ASEBP blog posts, and auto screenshotting websites

I wanted to give an update here on the Criminal Justician series of blogs I have posted on the American Society of Evidence Based Policing (ASEBP) website. These include:

  • Denver’s STAR Program and Disorder Crime Reductions
    • Assessing whether Denver’s STAR alternative mental health responders can be expected to decrease a large number of low-level disorder crimes.
  • Violent crime interventions that are worth it
    • Two well-vetted methods – hot spots policing and focused deterrence – are worth the cost for police to implement to reduce violent crime.
  • Evidence Based Oversight on Police Use of Force
    • Collecting data in conjunction with clear administrative policies has strong evidence it overall reduces officer use of force.
  • We don’t know what causes widespread crime trends
    • While we can identify whether crime is rising or falling, retrospectively identifying what caused those ups and downs is much more difficult.
  • I think scoop and run is a good idea
    • Keeping your options open is typically better than restricting them.

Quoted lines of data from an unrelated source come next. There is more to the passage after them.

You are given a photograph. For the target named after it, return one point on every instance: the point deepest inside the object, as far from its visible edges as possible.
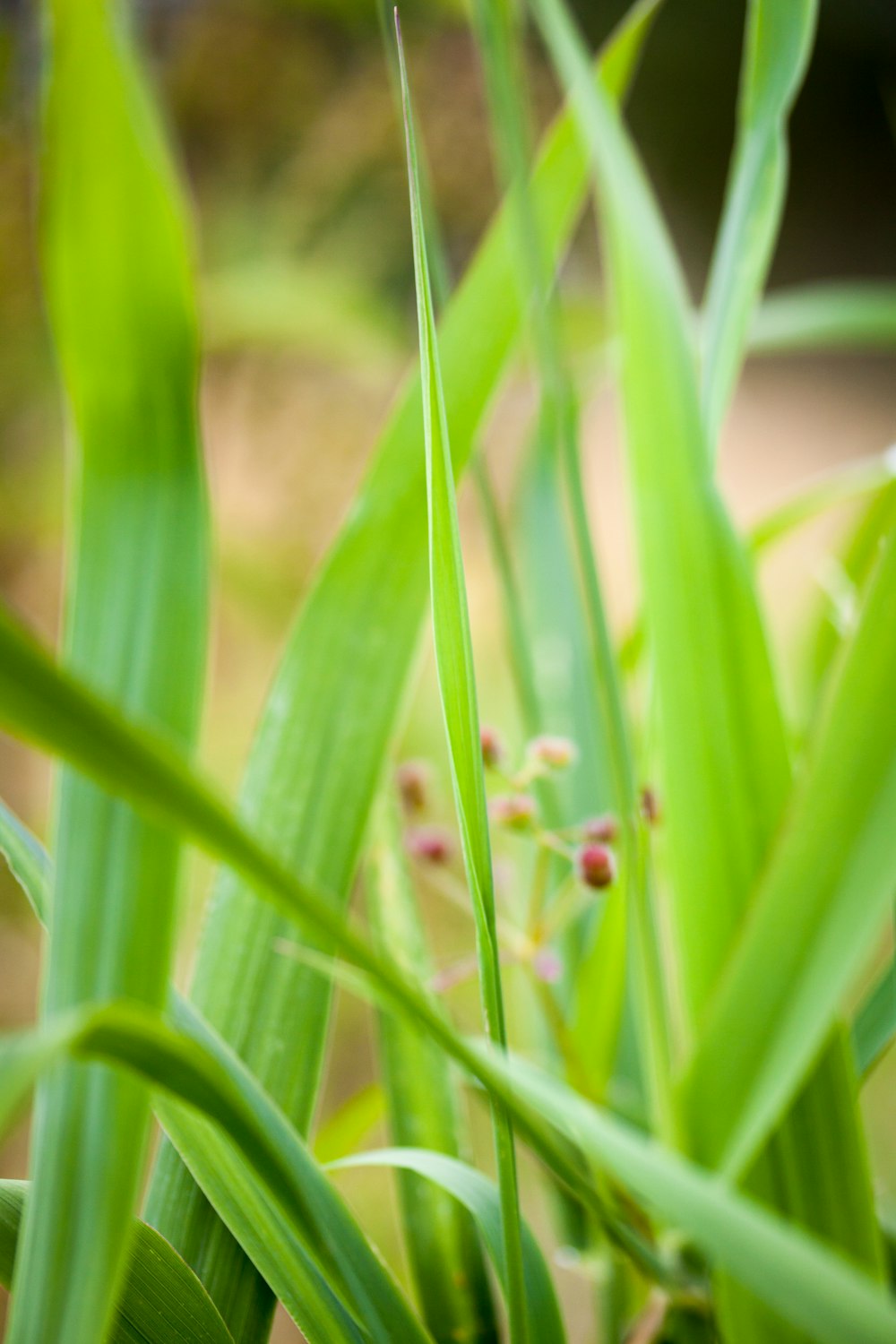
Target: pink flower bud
(552, 752)
(514, 811)
(411, 779)
(595, 866)
(429, 844)
(605, 828)
(650, 806)
(492, 747)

Police should have the option to take gun shot wound victims directly to the emergency room when appropriate.
  • One (well done) intervention is likely better than many
    • Piling on multiple interventions at once makes it impossible to tell if a single component is working, and is likely to have diminishing returns.

Going forward I will do a snippet on here, and refer folks to the ASEBP website. You need to sign up to be able to read that content – but it is an organization that is worth joining (besides for just reading my takes on science around policing topics).


So my CRIME De-Coder LLC has a focus on the merger of data science and policing. But I have a bit of wider potential application. Besides statistical analysis in different subject areas, one application I think will be of wider interest to public and private sector agencies is my experience in process automation. These often look like boring things – automating generating a report, sending an email, updating a dashboard, etc. But they can take substantial human labor, and automating also has the added benefit of making a process more robust.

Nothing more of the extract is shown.